Empire Building is rife and talking to the wrong country can and will get you ostracised. (Unless your marching orders come from a deeply scary uber-boss.)
Idiot cow-orker leaving his phone on his desk and going away. It promptly screams LINE!!!!! every couple of minutes.
Unanswered phones ringing. (You're expected to use the group pick-up)
Mr Shouty on the far side of the office answering the phone like a foghorn in heat.
LINE!
There's also the worst thing about the office. Your Cow-orkers.
You know the ones that can SLURP SENBEI, that eat at their desks and make a cement mixer look and sound attractive.
These are the ones whose mother never taught them to close their mouths when chewing.
And the less said about the double-knuckle nose gold, the better. I used to hate the man sitting opposite me for all those reasons and more.
Almost all of the men taking 20 minutes every hour for their cancer break and then complaining that non-smokers taking a break are slacking off!
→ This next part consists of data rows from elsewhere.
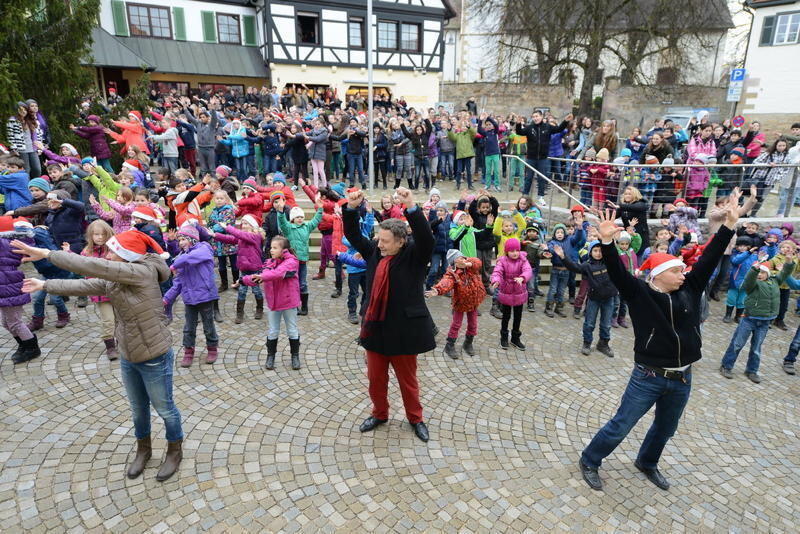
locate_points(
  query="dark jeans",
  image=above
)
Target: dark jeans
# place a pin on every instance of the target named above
(150, 383)
(206, 312)
(354, 282)
(541, 165)
(644, 390)
(606, 310)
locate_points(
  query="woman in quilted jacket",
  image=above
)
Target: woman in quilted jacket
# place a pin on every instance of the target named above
(510, 278)
(463, 278)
This is before we even think about what sort of actual work goes on.
Enjoy your delusions.
(hint, be nice to the office ladies, if you thought you had it rough, they are closet murder-bunnies.)
Ive watched a few shows about japan, and it always seems like a large number of commuters are very unhappy, their faces look like they want to kill themselves, basically none has a smile, they all look very very unhappy. Given the high suicide rate in Japan its hardly a wonder when they are treated like sub-humans with no dignity with ideas like this.